About 1% of Americans have celiac disease, an autoimmune disorder that makes a person intolerant to gluten, according to the Celiac Disease Foundation. A spokesman for the Department of Defense said the provision of gluten-free meals differs based on the military branch.
Unless the military is prepared to screen out gluten-intolerant recruits, forcing them to eat food with gluten would be a blow against “political correctness” at the expense of military effectiveness.
Even after Ted Nugent posted this antisemitic trash and after it was reported that pastor Mike Bickle proclaimed that Hitler was a “hunter” sent by God to kill the Jews for rejecting Jesus, Cruz’s campaign website still trumpets Nugent’s and Bickle’s endorsements.
· In a 1997 interview Donald Trump– whom the pope suggests is “not a Christian”– compared the dangers he faced while dating in New York City (what with STDs) to the dangers faced by combat soldiers in the Vietnam war.

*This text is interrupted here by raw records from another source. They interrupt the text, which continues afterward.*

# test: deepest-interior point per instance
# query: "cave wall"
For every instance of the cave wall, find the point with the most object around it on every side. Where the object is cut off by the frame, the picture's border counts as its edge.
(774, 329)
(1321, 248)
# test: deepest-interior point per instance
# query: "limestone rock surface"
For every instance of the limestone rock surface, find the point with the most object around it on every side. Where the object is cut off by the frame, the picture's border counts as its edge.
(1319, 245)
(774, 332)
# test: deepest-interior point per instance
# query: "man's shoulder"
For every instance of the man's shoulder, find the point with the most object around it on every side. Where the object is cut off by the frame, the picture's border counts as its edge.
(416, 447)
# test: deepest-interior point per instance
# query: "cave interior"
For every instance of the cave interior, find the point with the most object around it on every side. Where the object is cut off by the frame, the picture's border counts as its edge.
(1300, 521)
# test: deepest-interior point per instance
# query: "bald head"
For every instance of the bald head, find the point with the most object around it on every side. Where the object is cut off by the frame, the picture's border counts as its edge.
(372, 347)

Trump, needless to say, never served in the military, in Vietnam or anywhere else, and has also got away (more recently) with denigrating the war record of Senator John McCain, who endured six years as a POW in North Vietnam.
Trump, meanwhile, continues to challenge Republican orthodoxy in other ways: by pointing out that George W. Bush was president on 9/11 and by saying that GOP bete noire Planned Parenthood does “wonderful things” unrelated to abortion.
· Marco Rubio has taken some ridicule for a campaign ad that shows the skyline of Vancouver, Canada, as an announcer intones, “It’s morning again in America.”
In fact if you watch the whole ad, a dystopian vision of America’s future if a Democrat is elected president this year, it’s probably a subtle reference to the danger of the USA becoming more like Canada– with its universal health care, reasonably affordable higher education, etc.
(As a warning about a Democratic dystopia, Rubio’s ad is not quite up to the sheer horror of Rick Santorum’s Obamaville ad from 2012– even though it also invokes a forlorn playground swing.)
· Perhaps most troubling of all (according to some), Hillary Clinton barked like a dog.